CRISPR is an acronym for Clustered Regularly Interspaced Short Palindromic Repeats, and is pronounced 'crisper'.
CRISPR and Cas in nature - a bacterial immune system
Like us, bacteria get attacked by viruses and have to fight off infection. To do this, they create a memory of the infection by incorporating small parts of the viral DNA into their own genome! They achieve this by using a special type of enzymes, called Cas (CRISPR-Associated) proteins. The process consists of three parts and is described below:
A new strain of virus infects a cell.
Cas1 proteins bind to the viral DNA, creating a 'spacer' sequence specific to the invader.
The spacer DNA is then incorporated into the growing CRISPR array, which forms a memory of past infections.
This array is transcribed and processed into small CRISPR RNAs (crRNA).
The crRNA forms a complex with a different type of Cas protein, creating a programmed pair of scissors.
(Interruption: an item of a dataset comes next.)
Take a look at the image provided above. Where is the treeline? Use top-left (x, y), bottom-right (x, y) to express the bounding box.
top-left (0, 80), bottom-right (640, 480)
Upon a re-infection with a known virus, the Cas complex recognises the viral DNA from the crRNA sequence and binds to it.
The Cas complex cuts the viral DNA, stopping it from functioning.
To prevent the Cas9 from cutting the CRISPR region itself, it requires the viral DNA sequence after the spacer to be 'NGG' (where N is any base) in order to work. This called the protospacer-adjacent motif (PAM) site, and differs between species of bacteria.
This limits the capacity of the system to roughly one binding site every 8bp, but in a mammalian genome of 3.4bn bases, that's over 400 million potential editing sites!
Instead of using crRNAs derived from viruses, researchers discovered that any sequence can be used to program the interference Cas proteins to cut DNA. They now had the near-perfect tool for editing the genome exactly where they wanted!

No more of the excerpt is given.